Compulsion (1959)

Compulsion is a 1959 American crime drama film directed by Richard Fleischer. The film is based on the 1956 novel of the same name by Meyer Levin, which in turn was a fictionalized account of the Leopold and Loeb murder trial. It was the first film produced by Richard D. Zanuck.

DirectorRichard Fleischer

WritersRichard Murphy (screenplay), Meyer Levin (based on the novel by)

Cast
Orson Welles as Jonathan Wilk
Diane Varsi as Ruth Evans
Dean Stockwell as Judd Steiner
Bradford Dillman as Artie Strauss
E.G. Marshall as District Attorney Harold Horn
Martin Milner as Sid Brooks
Richard Anderson as Max Steiner
Robert F. Simon as Police Lt. Johnson
Edward Binns as Tom Daly
Robert Burton as Charles Straus
Wilton Graff as Mr.
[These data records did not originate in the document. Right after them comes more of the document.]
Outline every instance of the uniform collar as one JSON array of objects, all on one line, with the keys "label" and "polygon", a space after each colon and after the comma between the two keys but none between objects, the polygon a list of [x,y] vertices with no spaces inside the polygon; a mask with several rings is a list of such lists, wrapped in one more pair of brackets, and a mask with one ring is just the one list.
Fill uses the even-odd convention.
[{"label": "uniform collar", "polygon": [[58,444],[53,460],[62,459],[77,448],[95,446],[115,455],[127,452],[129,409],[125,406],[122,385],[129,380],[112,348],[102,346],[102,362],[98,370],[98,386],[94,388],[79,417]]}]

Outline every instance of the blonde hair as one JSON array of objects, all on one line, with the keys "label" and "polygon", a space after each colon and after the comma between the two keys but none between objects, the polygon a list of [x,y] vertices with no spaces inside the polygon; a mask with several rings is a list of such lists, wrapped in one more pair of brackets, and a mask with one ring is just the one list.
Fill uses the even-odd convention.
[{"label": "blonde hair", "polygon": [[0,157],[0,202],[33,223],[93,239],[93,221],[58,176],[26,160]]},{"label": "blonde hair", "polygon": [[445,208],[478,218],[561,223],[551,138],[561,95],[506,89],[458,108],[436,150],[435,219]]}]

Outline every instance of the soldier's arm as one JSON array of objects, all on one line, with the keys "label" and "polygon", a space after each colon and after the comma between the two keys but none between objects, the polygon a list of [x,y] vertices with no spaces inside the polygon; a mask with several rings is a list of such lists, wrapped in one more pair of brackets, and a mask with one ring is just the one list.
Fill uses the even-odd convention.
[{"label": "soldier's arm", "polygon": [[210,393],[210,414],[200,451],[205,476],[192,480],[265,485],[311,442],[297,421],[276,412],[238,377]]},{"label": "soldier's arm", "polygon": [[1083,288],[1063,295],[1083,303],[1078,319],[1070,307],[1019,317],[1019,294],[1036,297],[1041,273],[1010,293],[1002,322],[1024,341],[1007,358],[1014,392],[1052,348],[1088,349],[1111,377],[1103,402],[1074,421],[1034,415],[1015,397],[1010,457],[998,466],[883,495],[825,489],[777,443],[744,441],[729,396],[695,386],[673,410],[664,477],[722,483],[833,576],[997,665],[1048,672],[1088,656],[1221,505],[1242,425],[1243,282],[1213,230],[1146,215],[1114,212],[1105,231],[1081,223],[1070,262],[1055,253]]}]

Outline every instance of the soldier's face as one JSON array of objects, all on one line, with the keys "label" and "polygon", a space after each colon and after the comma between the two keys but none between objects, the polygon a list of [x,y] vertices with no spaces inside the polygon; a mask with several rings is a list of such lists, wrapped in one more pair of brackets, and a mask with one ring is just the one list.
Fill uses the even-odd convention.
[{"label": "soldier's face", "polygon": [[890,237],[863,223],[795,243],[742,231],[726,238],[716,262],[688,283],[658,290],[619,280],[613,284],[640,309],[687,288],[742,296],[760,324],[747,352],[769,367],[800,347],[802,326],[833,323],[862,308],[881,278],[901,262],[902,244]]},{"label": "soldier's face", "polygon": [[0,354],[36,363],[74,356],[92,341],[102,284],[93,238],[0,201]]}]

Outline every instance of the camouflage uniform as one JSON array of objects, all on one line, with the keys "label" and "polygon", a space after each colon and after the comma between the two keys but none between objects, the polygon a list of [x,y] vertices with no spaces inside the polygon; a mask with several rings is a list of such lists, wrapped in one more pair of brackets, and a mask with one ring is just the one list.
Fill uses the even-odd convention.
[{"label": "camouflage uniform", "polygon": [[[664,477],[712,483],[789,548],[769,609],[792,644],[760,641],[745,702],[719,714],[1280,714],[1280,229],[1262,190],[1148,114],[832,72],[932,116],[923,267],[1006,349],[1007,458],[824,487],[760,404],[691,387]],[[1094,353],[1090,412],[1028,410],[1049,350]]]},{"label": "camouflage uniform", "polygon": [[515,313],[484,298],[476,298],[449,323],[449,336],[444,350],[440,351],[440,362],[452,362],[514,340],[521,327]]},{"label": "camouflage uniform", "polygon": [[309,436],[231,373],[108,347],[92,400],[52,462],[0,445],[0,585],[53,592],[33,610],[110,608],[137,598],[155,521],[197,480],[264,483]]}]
Steiner
Louise Lorimer as Strauss’s mother
Gavin MacLeod as Padua – Horn’s Assistant
Terry Becker as Benson – Angry Reporter (uncredited)
Russ Bender as Edgar Llewellyn – Attorney (uncredited)
Peter Brocco as Albert – Steiner’s Chauffeur (uncredited)
Alan Carney as Globe Newspaper Editor (uncredited)
Harry Carter as Detective Davis (uncredited)
Wendell Holmes as Jonas Kessler (uncredited)
Jack Raine as Professor McKinnon (uncredited)

Watch “Compulsion” (1959)

Plot

Close friends Judd Steiner (based on Nathan Leopold and played by Dean Stockwell) and Artie Strauss (based on Richard Loeb and played by Bradford Dillman) kill a boy, Paulie Kessler, on his way home from school in order to commit the “perfect crime”. Strauss tries to cover it up, but they are caught when police find a key piece of evidence — Steiner’s glasses, which he inadvertently left at the scene of the crime. Famed attorney Jonathan Wilk (based on Clarence Darrow and played by Orson Welles) takes their case, saving them from hanging by making an impassioned closing argument against capital punishment.